A host of Froome’s rivals have urged fans to treat him with respect but the advice seems to have fallen on deaf ears. The booing will not necessarily surprise Froome, however. He has never been hugely popular in France, as evidenced more starkly when urine was thrown at him in 2015.
Although there was an element of pantomime to this week’s jeers, the fear is that once racing starts, Froome and the rest of his team become highly vulnerable. Crowds tend to be much more badly behaved in the mountains, especially up Alpe d’Huez, where tens of thousands of spectators will be within throwing, touching or spitting distance of the riders.
Yesterday’s reaction was exactly what one of Froome’s main rivals and critics, Frenchman Romain Bardet, implored his countrymen to refrain from.
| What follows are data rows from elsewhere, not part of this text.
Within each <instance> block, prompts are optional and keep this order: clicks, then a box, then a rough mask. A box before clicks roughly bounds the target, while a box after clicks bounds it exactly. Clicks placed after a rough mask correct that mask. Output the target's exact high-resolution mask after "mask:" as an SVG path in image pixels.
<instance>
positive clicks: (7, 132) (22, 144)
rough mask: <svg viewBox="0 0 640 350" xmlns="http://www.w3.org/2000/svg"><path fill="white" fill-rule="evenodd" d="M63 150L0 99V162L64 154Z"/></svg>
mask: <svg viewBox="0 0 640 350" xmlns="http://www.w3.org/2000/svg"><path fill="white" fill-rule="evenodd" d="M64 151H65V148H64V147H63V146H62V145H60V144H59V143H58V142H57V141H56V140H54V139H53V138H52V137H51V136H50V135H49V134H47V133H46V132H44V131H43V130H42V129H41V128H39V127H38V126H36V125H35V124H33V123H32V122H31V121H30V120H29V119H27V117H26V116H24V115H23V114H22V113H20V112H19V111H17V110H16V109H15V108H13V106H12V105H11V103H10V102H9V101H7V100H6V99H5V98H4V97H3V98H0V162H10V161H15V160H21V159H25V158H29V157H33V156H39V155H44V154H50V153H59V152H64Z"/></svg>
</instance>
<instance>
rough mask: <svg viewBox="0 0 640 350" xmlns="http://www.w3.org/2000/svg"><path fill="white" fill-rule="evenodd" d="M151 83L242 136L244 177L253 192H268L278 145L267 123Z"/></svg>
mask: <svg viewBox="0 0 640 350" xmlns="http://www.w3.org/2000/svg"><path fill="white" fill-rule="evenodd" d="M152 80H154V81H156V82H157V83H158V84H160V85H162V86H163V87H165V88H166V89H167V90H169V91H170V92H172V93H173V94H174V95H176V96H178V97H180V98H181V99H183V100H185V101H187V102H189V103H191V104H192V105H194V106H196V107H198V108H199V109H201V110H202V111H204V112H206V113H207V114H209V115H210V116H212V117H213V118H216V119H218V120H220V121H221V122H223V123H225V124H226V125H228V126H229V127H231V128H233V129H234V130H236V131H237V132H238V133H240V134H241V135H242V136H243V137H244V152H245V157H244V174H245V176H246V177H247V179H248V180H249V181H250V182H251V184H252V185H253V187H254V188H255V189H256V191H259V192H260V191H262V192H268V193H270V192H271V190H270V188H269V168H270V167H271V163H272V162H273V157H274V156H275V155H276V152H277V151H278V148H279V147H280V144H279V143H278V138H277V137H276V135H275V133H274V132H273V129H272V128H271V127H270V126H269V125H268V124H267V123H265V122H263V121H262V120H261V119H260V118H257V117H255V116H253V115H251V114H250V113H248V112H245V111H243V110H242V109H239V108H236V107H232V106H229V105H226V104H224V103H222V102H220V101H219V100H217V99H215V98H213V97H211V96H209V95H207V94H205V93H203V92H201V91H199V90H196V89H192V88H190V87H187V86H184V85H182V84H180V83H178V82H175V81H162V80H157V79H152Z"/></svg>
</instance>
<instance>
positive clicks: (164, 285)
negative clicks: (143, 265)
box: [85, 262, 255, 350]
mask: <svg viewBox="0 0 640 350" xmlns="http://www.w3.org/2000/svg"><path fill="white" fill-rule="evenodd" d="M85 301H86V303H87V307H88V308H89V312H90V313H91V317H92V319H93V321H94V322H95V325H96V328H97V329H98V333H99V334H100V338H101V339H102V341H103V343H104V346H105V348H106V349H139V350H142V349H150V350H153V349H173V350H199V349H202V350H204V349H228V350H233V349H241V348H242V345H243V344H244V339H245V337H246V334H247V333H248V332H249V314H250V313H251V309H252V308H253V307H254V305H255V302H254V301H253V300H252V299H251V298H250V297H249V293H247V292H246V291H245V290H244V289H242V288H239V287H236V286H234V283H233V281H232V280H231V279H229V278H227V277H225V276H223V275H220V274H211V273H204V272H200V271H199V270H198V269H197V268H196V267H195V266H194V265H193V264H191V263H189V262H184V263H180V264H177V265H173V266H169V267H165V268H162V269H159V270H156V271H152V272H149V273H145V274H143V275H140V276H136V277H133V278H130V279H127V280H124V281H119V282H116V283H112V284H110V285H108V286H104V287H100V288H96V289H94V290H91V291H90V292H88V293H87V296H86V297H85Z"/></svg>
“It is important that the Tour de France starts in a calm climate,” Bardet said, stressing that Froome should be “accepted and, above all, respected by everyone: the riders, all the stakeholders, the public”.
“I’m happy the UCI has given an opinion and made a decision on (the salbutamol case). Chris Froome suffered this situation for nine months, as did the world of cycling — we all suffered from that.”
Meanwhile, Mark Cavendish has reiterated his intention to use this year’s Tour to try to close in on Eddy Merckx’s record of 34 stage victories. The Manxman, riding for Dimension Data, has 30.
“As an incentive, it’s really the only thing I’ve got left,” Cavendish said. “It seems so close yet it is a big distance away. One stage of a Tour de France makes a rider’s career, let alone one a year, let alone multiple stages. It’s harder than it looks. But if it’s not this year, so be it; I’ll try and get it before the end of my career, that’s for sure.”
Cavendish’s form coming into this race is unclear. Since March, he seems to have spent almost as much time recovering from three major crashes as he has racing. The most damaging fall, however, came at the Tour de France last year, when he broke his shoulder in an incident on stage four that also led to the disqualification from the race of world champion Peter Sagan.
Cavendish says the damage to his shoulder still prevents him from getting as low over the front wheel as he would like.
“I can’t really put weight on it to get so far over the handlebars,” he said. “I can’t pull on the handlebars (like I used to). I just have to deal with it and make sure I’m stronger elsewhere on my body.”
The other thing Cavendish must deal with is his own maturity. Is he as competitive and hard-nosed now as he was when he won that first stage? “No,” he said. “I’m 33 years old and I’ve got four kids at home.”